A food shortage is engulfing the entire world, pushing food prices to new highs. An essay from the [http://www.earthpolicy.org/Updates/2008/Update72.htm Earth Policy Institute] (16 April 2008) discusses its significance to our lives. The food shortage not only harms the economy but also overburdens the environment, putting the future of the human race in peril. Coupled to this is global warming resulting in more frequent and lengthier periods of drought for much of the world as well as predicted inundation of low-lying land, and the depletion of oil reserves, which together but further strain on ecosystems.
Project Description: Engineering bacteria to convert cellulose into starch and to produce the vitamin A precursor, beta-carotene
Currently, much agricultural produce is wasted. Wouldn't it be great if the indigestible parts of crop plants could be made edible, or at least if they could be converted into a biofuel source? - This is our plan!
We will engineer bacteria with three novel pathways:
- Degrade cellulose into glucose
- Synthesise starch from glucose
- Synthesise beta-carotene from glucose
1. Cellulose degradation
We plan to incorporate the Cellulomonas fimi endoglucanase genes cenA, cenB and cenC, exoglucanase gene cex and beta-glucosidase into bacteria. Together these genes will be capable of breaking down cellulose into glucose. The proteins will need to be secreted into the medium to act (cellulose being too large for uptake into the cells), and we have 3 plans to enable this:
- Add the Hly secretory pathway into a lab strain of E. coli (K12, JM109). This will involve incorporating hlyB, hlyD and tolC and adding the 3' end of hlyA to our cellulases.
- Create a glucose-sensitive feedback mechanism of cell lysis. Depletion of glucose would cause transcription of our cellulase operon and the transcription factor comK. ComK would bind to a promoter upstream of the phiX174 gene E. E is a short peptide which causes cell lysis.
- Engineer our genes into Bacillus subtilis, in which secretion is much better understand than in E. coli.
2. Starch synthesis
This would make use of the native glycogen synthesis pathway. We have identified a mutation in the gene glgC which should result in increased yield of glycogen. Adding isoamylase and granule-bound starch synthesis genes from Zea mays should then allow the cells to convert the glycogen into starch.
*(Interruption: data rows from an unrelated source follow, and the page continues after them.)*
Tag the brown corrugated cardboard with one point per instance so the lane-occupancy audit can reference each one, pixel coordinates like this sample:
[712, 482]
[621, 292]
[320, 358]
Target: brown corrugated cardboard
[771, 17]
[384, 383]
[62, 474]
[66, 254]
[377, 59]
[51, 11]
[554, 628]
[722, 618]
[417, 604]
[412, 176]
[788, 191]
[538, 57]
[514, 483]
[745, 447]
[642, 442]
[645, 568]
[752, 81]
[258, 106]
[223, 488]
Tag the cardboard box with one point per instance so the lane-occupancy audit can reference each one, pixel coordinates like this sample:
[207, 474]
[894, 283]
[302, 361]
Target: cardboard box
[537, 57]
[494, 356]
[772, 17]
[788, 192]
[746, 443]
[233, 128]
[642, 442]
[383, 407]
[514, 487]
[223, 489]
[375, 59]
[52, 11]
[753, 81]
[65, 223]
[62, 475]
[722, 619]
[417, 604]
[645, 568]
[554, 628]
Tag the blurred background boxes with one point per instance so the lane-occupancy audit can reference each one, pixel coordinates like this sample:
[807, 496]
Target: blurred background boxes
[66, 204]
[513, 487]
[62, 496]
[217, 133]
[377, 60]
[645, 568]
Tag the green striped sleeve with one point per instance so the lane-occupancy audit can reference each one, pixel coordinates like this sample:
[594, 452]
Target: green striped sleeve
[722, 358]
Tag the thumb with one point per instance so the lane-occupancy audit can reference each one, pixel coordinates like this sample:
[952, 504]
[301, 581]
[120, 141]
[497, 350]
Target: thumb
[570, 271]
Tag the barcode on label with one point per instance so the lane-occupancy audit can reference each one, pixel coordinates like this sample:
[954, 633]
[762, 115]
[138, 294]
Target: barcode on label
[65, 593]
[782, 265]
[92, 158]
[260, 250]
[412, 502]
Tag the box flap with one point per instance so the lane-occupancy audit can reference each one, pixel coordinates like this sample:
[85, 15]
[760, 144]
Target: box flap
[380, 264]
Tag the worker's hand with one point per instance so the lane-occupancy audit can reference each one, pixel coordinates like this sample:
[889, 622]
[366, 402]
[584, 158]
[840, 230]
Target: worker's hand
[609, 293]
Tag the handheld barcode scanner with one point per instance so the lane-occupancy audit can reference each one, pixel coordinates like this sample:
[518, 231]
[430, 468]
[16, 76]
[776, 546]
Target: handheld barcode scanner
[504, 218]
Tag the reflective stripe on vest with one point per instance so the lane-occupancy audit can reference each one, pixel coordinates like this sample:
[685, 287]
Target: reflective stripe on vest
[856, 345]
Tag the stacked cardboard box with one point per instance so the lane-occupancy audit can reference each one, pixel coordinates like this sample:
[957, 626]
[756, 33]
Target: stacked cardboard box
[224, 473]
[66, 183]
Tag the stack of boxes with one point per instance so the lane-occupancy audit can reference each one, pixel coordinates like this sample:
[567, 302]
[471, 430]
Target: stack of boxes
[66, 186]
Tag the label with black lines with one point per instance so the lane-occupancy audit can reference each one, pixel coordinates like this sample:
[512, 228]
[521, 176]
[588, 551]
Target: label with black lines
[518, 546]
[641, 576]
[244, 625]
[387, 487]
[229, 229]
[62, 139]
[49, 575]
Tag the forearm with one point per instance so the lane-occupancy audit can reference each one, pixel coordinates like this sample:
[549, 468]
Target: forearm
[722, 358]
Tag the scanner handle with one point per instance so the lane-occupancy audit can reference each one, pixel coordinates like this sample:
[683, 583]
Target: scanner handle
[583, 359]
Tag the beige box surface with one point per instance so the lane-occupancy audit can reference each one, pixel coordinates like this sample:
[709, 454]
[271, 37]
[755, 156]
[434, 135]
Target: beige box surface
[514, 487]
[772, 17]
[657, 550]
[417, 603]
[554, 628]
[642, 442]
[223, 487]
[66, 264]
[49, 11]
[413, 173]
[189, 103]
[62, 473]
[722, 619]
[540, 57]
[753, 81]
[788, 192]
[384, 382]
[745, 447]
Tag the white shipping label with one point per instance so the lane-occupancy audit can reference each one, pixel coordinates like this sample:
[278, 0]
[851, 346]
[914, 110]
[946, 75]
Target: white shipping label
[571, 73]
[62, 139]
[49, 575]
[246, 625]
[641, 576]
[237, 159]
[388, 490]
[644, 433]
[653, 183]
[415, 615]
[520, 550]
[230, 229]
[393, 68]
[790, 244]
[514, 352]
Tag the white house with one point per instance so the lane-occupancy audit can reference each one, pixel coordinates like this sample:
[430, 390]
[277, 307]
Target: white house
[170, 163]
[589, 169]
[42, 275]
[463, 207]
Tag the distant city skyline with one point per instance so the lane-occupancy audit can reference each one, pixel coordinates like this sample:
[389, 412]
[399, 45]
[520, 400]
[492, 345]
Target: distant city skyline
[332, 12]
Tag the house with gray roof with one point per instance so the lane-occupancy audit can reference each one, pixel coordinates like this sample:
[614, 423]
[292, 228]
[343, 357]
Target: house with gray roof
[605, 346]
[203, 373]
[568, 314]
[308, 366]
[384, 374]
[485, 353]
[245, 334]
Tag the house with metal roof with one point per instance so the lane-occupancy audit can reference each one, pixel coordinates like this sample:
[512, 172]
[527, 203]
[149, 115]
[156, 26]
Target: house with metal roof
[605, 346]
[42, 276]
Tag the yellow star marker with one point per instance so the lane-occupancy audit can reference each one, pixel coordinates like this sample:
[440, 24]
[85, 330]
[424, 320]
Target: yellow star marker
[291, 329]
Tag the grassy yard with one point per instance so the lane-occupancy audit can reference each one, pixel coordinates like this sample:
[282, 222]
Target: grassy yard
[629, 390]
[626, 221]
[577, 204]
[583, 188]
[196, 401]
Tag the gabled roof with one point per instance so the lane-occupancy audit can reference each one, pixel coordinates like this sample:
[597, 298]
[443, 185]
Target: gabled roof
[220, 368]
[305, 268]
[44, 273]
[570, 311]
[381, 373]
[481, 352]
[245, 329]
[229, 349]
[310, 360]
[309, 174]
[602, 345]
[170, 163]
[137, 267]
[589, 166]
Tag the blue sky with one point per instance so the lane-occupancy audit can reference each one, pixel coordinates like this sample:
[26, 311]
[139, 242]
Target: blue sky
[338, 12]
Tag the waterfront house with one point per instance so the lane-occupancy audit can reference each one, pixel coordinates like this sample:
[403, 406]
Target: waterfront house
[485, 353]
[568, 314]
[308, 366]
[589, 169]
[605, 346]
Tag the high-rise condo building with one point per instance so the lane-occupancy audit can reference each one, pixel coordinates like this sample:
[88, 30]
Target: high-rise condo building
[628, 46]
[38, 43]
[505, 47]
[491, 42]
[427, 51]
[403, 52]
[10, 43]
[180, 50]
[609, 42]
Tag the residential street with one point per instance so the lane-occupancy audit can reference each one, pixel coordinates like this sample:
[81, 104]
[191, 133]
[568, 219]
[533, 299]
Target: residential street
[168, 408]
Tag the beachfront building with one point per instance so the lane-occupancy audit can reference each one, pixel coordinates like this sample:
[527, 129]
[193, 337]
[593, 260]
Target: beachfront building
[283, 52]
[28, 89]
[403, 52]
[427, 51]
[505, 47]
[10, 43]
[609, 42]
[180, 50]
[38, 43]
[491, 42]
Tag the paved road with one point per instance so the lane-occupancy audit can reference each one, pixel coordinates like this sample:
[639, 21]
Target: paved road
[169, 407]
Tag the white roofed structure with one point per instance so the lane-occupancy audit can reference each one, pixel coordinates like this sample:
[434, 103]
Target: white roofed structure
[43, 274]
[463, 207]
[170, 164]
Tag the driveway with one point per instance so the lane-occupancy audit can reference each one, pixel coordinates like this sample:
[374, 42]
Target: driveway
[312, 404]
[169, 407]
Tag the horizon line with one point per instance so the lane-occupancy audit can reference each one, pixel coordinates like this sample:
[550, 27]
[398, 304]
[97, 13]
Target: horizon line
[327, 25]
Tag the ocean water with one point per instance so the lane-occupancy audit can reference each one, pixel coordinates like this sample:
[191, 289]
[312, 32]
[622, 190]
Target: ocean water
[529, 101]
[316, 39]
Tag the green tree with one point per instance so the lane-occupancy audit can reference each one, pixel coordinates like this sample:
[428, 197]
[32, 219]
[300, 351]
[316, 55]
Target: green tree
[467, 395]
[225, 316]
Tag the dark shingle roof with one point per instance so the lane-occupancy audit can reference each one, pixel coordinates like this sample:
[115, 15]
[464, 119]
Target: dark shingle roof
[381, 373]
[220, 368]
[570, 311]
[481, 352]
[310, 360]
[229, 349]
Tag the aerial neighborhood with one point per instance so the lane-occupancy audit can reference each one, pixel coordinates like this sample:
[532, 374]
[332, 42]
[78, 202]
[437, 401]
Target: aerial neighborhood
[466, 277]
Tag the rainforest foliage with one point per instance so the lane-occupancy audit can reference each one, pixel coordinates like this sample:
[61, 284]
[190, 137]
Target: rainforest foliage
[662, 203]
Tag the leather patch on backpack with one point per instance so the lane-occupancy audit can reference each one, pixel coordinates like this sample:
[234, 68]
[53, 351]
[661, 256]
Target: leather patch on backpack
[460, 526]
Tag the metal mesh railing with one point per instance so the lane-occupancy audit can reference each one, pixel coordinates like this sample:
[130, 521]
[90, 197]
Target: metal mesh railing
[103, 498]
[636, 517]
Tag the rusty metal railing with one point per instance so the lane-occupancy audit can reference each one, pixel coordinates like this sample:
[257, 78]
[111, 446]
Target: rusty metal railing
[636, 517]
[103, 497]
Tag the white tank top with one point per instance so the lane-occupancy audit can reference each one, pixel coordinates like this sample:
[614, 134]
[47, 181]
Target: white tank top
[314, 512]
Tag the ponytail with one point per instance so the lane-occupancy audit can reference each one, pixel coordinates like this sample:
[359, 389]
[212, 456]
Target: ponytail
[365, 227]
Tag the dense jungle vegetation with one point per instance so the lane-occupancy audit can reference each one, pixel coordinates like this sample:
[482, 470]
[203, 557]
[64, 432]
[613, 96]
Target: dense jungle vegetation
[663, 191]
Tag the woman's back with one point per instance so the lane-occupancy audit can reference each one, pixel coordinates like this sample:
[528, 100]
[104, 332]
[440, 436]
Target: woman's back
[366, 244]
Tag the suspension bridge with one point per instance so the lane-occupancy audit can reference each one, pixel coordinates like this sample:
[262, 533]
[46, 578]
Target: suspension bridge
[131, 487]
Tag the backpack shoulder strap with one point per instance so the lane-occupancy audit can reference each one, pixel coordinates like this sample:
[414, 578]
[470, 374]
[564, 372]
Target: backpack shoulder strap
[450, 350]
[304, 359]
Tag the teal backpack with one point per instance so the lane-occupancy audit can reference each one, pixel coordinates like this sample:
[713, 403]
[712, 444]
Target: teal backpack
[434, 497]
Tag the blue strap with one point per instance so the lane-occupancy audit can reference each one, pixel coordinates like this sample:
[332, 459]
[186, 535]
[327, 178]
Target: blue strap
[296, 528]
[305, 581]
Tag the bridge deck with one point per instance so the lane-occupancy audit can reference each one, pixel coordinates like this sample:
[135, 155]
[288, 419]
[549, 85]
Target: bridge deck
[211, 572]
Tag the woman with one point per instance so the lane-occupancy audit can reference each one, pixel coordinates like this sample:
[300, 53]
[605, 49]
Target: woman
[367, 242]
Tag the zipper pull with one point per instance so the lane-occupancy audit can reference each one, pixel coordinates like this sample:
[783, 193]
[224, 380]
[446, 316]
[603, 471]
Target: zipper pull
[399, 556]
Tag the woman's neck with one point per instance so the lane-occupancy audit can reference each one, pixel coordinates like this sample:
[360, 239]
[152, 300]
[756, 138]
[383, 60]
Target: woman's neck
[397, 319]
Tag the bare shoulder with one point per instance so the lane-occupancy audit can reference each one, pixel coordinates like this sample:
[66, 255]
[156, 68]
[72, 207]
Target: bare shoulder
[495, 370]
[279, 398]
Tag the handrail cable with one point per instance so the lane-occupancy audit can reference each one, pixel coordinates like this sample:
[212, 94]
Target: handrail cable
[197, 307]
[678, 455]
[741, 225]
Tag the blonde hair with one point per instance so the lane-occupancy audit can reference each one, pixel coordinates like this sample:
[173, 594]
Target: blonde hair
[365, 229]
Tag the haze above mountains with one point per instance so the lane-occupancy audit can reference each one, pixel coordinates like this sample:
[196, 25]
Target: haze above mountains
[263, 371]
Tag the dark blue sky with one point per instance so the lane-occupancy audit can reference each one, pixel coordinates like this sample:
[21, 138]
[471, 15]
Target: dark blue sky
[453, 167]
3. Beta-carotene synthesis
Vitamin A deficiency results in night-blindness and an impaired immune system. A number of genes from Pantoea ananatis will be added to our bacterial cells, in essence transferring the beta-carotene synthesis pathway of P. ananatis to our chasis organism. These genes are crtE (geranyl diphosphate synthesase), crtB (phytoene synthase), crtI (phytoene desaturase) and crtY (lycopene beta-cyclase). We will also create BioBricks of the E. coli genes dxs and appY, the addition of which should increase the yield of beta-carotene.